Being able to secure a job can come down to the ability to communicate that you are the solution to the employer’s problems. The idea is that past performance will dictate future outcomes. Everything you communicate, whether it is your resume, LinkedIn profile, cover letter, or interview responses, should be constructed to articulate what benefits the employer will gain when they hire you.

Here are a few before and after examples:

  • Before (feature): Capitalized on extensive community employer relationships to solicit financial support for special projects.
  • After (benefits): Secured record cash sponsorships (more than $66,000) as a result of relationship-development skills.

    The focus was on how relationship building generated support for special projects. What was the result of those relationships? The result was the tangible $66,000 generated for the employer.

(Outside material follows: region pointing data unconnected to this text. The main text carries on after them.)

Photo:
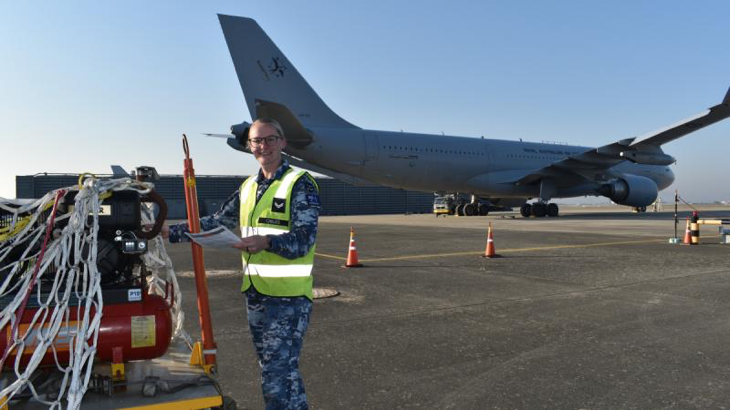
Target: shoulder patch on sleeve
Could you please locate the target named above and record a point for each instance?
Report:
(313, 199)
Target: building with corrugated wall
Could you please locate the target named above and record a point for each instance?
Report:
(337, 197)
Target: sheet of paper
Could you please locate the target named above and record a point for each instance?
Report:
(220, 237)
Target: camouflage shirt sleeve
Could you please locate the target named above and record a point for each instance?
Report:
(304, 216)
(227, 215)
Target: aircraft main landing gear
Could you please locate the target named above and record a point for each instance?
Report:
(539, 210)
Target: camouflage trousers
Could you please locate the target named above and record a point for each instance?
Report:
(278, 326)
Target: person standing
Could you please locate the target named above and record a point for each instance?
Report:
(277, 211)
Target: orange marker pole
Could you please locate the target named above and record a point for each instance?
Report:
(191, 200)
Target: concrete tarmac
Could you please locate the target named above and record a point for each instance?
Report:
(593, 309)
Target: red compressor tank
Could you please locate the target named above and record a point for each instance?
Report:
(142, 328)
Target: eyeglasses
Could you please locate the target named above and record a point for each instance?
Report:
(257, 142)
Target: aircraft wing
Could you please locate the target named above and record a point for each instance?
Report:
(692, 124)
(645, 151)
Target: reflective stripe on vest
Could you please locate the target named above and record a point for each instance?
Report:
(269, 273)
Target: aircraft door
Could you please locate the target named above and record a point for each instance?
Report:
(371, 146)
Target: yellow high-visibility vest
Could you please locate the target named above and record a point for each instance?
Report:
(269, 273)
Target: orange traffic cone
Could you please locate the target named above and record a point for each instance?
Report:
(489, 252)
(352, 261)
(687, 235)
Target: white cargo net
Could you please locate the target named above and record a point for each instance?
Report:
(70, 255)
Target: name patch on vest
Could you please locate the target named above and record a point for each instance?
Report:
(271, 221)
(279, 205)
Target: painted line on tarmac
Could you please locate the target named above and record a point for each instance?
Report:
(338, 258)
(539, 248)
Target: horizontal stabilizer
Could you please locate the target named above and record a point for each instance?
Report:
(296, 135)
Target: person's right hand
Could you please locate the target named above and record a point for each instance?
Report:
(164, 231)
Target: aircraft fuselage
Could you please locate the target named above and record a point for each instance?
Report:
(427, 162)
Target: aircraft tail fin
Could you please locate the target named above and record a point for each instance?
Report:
(265, 74)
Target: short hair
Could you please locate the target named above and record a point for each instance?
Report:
(272, 122)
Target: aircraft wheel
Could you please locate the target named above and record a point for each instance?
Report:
(526, 210)
(553, 210)
(539, 209)
(483, 209)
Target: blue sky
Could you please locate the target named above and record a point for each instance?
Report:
(86, 84)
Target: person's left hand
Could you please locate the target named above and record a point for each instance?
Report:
(253, 244)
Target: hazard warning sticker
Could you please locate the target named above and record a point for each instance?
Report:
(143, 331)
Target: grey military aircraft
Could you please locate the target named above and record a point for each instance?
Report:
(507, 173)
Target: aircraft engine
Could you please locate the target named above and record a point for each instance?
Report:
(631, 190)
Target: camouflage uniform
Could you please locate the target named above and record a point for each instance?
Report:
(277, 324)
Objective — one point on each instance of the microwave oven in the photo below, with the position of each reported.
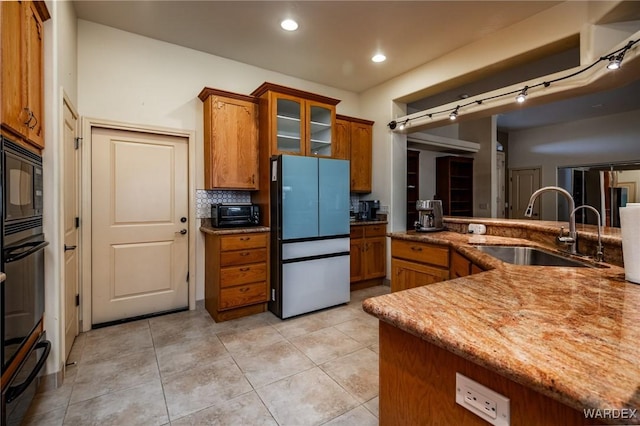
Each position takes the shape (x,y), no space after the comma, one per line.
(22,182)
(234,215)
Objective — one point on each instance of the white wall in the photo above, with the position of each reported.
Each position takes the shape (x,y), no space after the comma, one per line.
(591,141)
(382,103)
(128,78)
(60,56)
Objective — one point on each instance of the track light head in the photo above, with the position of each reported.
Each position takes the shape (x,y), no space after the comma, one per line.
(614,62)
(454,113)
(522,96)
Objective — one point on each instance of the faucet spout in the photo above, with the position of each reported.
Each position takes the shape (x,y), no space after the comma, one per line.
(599,254)
(571,240)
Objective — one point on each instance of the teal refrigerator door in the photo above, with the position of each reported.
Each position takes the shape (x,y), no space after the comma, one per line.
(333,184)
(299,197)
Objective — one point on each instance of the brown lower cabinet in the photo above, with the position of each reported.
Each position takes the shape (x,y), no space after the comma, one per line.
(236,274)
(418,387)
(368,255)
(414,264)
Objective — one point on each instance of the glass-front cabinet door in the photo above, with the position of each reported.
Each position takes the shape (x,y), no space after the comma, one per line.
(289,126)
(320,128)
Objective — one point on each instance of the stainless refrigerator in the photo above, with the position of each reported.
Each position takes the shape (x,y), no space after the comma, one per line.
(309,234)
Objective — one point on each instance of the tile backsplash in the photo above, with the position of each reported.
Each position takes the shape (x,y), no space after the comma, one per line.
(206,197)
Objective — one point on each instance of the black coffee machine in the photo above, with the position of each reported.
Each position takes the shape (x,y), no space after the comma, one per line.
(369,210)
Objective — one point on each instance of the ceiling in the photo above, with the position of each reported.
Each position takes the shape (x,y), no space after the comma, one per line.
(336,39)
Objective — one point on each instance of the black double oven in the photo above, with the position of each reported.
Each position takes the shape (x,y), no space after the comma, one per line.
(24,348)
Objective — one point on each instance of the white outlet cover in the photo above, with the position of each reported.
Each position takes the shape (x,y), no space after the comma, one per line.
(465,384)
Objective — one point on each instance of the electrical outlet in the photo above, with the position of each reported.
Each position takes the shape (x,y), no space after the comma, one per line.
(477,228)
(482,401)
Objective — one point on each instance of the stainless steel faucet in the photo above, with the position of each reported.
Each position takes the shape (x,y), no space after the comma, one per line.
(569,241)
(599,254)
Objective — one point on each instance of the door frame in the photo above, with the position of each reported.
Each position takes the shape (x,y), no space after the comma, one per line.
(87,125)
(511,195)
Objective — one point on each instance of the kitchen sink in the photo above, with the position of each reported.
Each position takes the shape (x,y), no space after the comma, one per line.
(521,255)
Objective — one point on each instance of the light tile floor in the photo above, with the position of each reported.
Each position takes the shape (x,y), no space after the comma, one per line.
(185,369)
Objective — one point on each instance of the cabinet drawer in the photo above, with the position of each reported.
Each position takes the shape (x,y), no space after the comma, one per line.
(420,252)
(243,241)
(244,274)
(243,295)
(357,232)
(241,257)
(375,230)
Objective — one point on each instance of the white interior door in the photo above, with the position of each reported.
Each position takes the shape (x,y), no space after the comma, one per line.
(139,211)
(523,183)
(71,182)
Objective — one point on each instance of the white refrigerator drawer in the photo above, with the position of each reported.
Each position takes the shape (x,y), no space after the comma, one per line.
(314,284)
(315,248)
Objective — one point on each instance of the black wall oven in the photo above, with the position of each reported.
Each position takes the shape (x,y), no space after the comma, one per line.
(22,259)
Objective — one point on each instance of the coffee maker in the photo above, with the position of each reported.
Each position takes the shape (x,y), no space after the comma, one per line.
(429,216)
(369,210)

  • Before (feature): Coordinated and executed highly successful defensive game plan strategy.
  • After (benefits): Led the conference in scoring defense allowing opponents an average of just 14.3 points/game in 2013 and 15.1 points/game in 2012.*

    The focus was on how the execution of the defensive strategy was successful. What was the result of that execution? The result is the points/game average that led the conference in holding opponent scoring.

*It should be noted that sometimes, listing football accomplishments is irrelevant, depending on the job and the audience.